Notes From a Motherless Daughter

I was adopted. I didn’t find this out until we were in the funeral car on the way to my mother’s funeral. I was 21 years old and my world had just been shattered. One of my sisters-in-law turned to me in the car and asked, “So, Joni Marie, when did you find out you were adopted?” Blindsided by that question, but still with the sass of a youngster, I replied, “Well right now, I guess.”

I was simply too naive. Either that or my mother was a superb liar. I think it was a bit of both.

My relatives told me then that they had begged Thelma to tell me that I was adopted. But she wouldn’t. Because she was afraid of losing me. She didn’t want me running off to “find” my “real” mother. She should have trusted herself more. Trusted that she raised me well. She was and always will be my mother. My mother, plain and simple. And yes, my “real” mother.

The one who raised me, who tried to instill a set of values in me, who was disappointed and didn’t mind showing it when I did something wrong.

The one who used the last dime she had to buy a set of classic books for me to read when I was eight year old, wanting me to have “class” and “culture,” things she didn’t get as a child.

The one who came to her best friend asking to buy some S&H Green Stamps (if you are old enough, you’ll remember these!) because she was a couple of books short of being able to buy that toy I just couldn’t live without at the moment.

The one who raised me by the belt, but from whom just a withering glance would suffice to keep me on track.

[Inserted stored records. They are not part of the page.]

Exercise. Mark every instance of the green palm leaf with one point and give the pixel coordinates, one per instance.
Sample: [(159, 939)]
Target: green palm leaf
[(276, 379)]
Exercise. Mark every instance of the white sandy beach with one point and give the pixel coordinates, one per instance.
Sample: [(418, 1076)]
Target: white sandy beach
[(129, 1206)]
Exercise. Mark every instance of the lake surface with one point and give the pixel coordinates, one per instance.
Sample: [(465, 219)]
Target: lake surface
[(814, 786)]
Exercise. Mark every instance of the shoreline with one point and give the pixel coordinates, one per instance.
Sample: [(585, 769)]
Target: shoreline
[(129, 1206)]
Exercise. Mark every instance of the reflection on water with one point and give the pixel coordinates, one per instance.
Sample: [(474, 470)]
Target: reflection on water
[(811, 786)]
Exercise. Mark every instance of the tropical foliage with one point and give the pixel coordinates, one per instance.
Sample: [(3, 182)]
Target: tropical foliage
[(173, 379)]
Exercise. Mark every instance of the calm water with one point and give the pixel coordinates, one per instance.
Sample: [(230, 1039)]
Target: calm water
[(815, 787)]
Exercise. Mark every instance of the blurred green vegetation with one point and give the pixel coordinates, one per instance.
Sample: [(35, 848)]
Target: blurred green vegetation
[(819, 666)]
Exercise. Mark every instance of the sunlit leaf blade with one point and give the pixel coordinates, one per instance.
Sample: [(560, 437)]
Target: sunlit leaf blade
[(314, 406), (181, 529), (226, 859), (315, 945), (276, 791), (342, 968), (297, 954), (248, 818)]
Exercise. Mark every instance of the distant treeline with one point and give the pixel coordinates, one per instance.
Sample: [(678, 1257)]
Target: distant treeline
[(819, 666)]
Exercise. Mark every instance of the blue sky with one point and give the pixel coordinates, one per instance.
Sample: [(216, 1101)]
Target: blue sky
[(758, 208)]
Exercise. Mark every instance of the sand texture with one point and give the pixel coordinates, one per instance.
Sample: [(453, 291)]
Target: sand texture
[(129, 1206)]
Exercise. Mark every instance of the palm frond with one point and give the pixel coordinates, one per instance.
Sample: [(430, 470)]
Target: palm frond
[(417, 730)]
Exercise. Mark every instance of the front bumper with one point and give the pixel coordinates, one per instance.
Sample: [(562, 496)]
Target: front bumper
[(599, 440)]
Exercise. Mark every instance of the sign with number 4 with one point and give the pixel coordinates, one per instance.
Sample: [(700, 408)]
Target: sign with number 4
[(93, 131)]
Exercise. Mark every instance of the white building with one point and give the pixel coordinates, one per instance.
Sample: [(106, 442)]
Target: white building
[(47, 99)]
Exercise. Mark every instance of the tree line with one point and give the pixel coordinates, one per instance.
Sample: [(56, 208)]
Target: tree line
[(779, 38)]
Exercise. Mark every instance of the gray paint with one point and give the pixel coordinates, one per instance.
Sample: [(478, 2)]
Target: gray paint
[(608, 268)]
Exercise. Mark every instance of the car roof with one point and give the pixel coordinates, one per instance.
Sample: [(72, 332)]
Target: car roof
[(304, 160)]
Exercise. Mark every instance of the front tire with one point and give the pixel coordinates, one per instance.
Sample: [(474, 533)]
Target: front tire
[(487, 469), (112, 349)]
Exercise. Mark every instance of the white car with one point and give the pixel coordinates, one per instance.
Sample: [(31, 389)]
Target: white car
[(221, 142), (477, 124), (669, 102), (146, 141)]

The one who hid toys in her closet so her 5-year old daughter could go on just one more year thinking there really was a Santa Claus and not just an elderly woman on a widow’s pension funding those great Christmases.

The one who taught me how to make biscuits.

The one who slapped the spoon out of my hand when she caught me pouring the Lydia Pinkham (Google it) medicine down the drain because I couldn’t tell my mother that stuff was just too vile to drink; I’d rather die of menstrual cramps. 🙂

The one who believed me when I needed to be believed and backed me on that issue which culminated in her firing our housekeeper. (That’s a blog post for another day.)

The one who told me tall tales about how she met Carl Mueller, thinking that it was better to say she met him at the NCO club rather than that she was his housekeeper. (I found this out from my brother a long time after my mother had been gone; and instead of feeling a sense of shame or shock, I simply said to myself, “You go, girl!.”)

I miss her terribly sometimes, miss the advice she could have given me during various times in my life. Wonder what she would say if she were to see me today. Hoping she would like the person I am, the person she had a hand in creating.

I love you, Mother. And I will never forget you. I can’t. You are me and I am you.



3 thoughts on “Notes From a Motherless Daughter

  1. I’m glad you got adopted by such a wonderful person! I had a biological mother only. From the age of 12, I asked every school counselor I could find to put me in foster care. This is the first year that my biological mother is gone, and I’m loving it. You are soooo lucky!